09
巨大な総合病院の地下2階にあるこの部屋に至る道の壁はとにもかくにも白く、遠近感がおかしくなるその感覚は、まるで来訪者を拒んでいるかの様だった。
遺体安置室、部屋の前に置かれた焦茶色の長椅子に1人の男が腰掛けている。
「慣れねぇもんだな…」
この日、田口は事故死した被疑者の本人確認の為、遺族の到着を待っていた。
田口にとってこの【業務】はとにかく憂鬱だった、交通捜査官をしていれば誰しも幾度となく経験する事で、多くの同僚は例外なく次第に慣れていき、特に苦痛を感じなくなると言う。
田口は何度も自分がおかしいのかと悩んだが、その度にこんな事を作業然とこなせる様になるくらいなら、耐えられずに苦悶する自分の方が幾分まともなはずだと言い聞かせていた。
トレンチコートの内ポケットから携帯電話を取り出し、画面を覗き込み、特に何かをしたり見たりする訳でもなく、また内ポケットにしまいこむ…
何度目かのこの作業を終えた時、エレベーターホールの方から医師に付き添われ1人の若い女がおぼつかない足取りを引きずって、こちらに近づいてきた。
「小津まりえさん…ですね…この度は、何とお声がけしていいか…」
女の視線は焦点を合わせえぬまま、右へ左へ上へ下へと忙しく泳ぎ回り、言葉を発する事は無い口元がパクパクとだらしなく開閉運動を繰り返していた。

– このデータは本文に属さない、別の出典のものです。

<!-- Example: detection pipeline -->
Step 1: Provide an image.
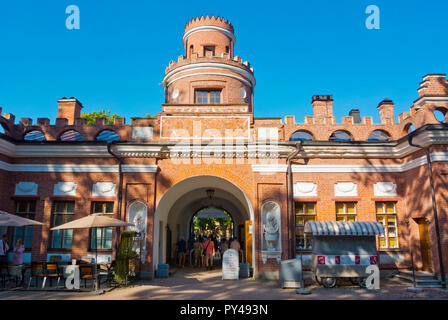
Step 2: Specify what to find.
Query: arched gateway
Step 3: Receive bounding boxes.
[153,175,255,272]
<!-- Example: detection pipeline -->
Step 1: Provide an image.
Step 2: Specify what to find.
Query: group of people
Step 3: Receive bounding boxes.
[0,234,25,282]
[177,236,241,270]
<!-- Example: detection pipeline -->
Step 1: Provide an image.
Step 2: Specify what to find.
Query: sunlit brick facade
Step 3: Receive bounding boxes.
[0,16,448,277]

【この人から見て、俺はどう映るんだろうか…大切な人の死を告げる、見知らぬ他人、どんなに深い悲しみも辛さも共有できず、ただそこに居合わせて淡々と事務的に作業を進めて行く…】
田口は雪が降りそうなこの聖夜に、女がエプロンをつけたまま、裸足にサンダルである事に気がついた。
【死神だな、さしずめ…】
下唇を噛み締めて俯いた、無力だった、本当に無力だと痛感した。
誰かの為に、少しでも役に立てたら、別に感謝されなくてもいい、不意に立ち止まってしまった人の一助になれたら…
田口はそう思って警察官を志した、【何を熱くなってんだ?】と仲間に揶揄された事も有ったが、別に気にもならなかった。

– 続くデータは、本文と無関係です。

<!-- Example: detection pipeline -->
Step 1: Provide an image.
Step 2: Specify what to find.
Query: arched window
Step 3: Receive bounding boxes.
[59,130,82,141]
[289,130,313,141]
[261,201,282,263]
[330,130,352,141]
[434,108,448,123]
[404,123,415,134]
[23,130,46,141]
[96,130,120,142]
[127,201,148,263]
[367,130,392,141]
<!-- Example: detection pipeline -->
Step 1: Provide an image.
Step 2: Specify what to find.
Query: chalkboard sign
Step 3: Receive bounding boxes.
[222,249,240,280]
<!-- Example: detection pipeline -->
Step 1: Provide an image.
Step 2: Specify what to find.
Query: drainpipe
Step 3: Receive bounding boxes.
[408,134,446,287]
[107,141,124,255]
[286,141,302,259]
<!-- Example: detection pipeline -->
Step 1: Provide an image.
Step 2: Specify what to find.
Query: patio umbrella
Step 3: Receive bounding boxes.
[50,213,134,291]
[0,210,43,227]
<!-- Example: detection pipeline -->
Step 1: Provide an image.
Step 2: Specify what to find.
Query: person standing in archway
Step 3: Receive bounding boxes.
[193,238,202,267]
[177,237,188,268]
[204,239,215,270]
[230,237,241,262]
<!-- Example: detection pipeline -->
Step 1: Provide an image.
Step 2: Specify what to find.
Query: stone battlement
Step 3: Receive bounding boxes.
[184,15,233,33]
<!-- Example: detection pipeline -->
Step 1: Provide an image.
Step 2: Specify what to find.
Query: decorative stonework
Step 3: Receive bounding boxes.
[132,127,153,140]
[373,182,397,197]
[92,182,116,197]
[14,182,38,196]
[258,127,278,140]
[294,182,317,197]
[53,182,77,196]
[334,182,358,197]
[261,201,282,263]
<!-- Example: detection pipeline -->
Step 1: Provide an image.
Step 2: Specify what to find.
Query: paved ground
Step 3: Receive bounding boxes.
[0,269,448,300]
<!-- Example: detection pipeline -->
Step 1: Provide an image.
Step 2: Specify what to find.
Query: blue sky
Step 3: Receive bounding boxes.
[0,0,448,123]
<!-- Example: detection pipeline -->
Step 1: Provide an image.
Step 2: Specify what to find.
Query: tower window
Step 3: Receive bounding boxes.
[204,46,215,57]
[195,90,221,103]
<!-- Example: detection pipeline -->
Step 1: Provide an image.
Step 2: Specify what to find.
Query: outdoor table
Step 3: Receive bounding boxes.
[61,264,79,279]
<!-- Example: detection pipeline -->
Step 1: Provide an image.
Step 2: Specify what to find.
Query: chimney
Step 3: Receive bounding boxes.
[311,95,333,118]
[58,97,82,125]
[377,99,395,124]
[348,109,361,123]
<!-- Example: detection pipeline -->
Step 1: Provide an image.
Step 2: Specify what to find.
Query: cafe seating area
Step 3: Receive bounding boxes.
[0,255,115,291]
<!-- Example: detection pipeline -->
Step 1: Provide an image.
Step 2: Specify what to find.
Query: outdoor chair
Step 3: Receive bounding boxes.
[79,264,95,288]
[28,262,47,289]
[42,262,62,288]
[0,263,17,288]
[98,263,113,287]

本当にどうしようもない自堕落な人生を見つめ直させてくれたのは1人の警察官で、【自分も誰かにとってそんな存在になりたい】その一心でこの世界に飛び込んだ。
しかし、田口が日々感じるのは誰かの役に立てたと言う充足感ではなく、無力でちっぽけな存在だと言う現実でしかなかった。
「嫌…嘘…嫌ぁ…嫌よ…」
医師は女の肩を支えながら部屋に通すと、無機質な白いベットに横たわる遺体の横に案内した。
「………神様…………神様」
消え入りそうな女の声が、音のしない室内にこぼれ落ちる中で、医師が顔に乗せられた白い布を下ろす。
「あ、あぁ…あぁぁ…ああああ!!!!」
切り裂く様な悲痛が、あらんばかりの絶叫が、その場を駆け抜けた…壁にぶつかり反響し、押し戻され、また壁にぶつかり反響する…

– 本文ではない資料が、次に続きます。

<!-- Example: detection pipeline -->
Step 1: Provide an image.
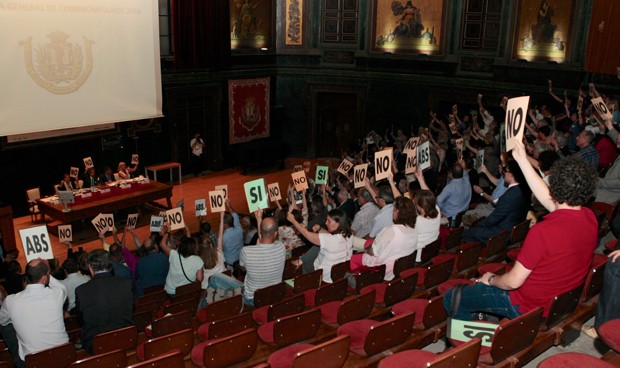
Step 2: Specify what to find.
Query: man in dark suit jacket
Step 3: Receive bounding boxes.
[463,160,530,243]
[75,249,134,354]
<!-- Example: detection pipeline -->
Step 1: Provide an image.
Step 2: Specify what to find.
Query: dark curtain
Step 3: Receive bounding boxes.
[171,0,230,69]
[585,0,620,74]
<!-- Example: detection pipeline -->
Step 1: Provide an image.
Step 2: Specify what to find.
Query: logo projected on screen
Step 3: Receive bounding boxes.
[23,32,94,94]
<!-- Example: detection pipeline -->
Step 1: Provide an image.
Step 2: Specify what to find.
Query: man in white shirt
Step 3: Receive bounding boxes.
[0,258,69,367]
[189,133,205,176]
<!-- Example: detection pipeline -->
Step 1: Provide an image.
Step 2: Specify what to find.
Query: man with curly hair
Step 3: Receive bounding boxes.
[444,139,598,320]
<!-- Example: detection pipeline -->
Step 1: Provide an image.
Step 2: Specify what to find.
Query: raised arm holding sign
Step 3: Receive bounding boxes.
[506,96,530,151]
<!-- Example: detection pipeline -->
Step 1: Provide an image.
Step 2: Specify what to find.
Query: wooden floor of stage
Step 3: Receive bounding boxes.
[13,158,340,267]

出口を見失ったその叫びは居合わせた田口の胸を締め付けた。
大人の遺体の顔は焼けて爛れ、三分の一程度は原型をとどめていない、小さな乳幼児に至っては性別の判断すら難しいレベルと思われる程に延焼している。
女は崩れ落ち、物言わぬ夫と娘が横たわるベットに突っ伏して、呼吸を忘れて嗚咽した、彼女の震える小さく華奢な体のどこからこんな声が出ているのか…
余りに血気迫る女の様子に、田口もまた目頭が熱くなった、幾度となく身元確認には立ち会っていたが、こんな事は初めてだった。
どんな遺族も例外なく家族との突然の別れに傷つき、涙を流す、だがここまで、何と言うか本人がこのまま壊れてしまうのではないかと思う現場には立ち会ったことが無い、少なくとも今までは。
田口は何も言わず、女が落ち着くのを待つ事にした、別に何時間かかっても構わない、本心からそう思った。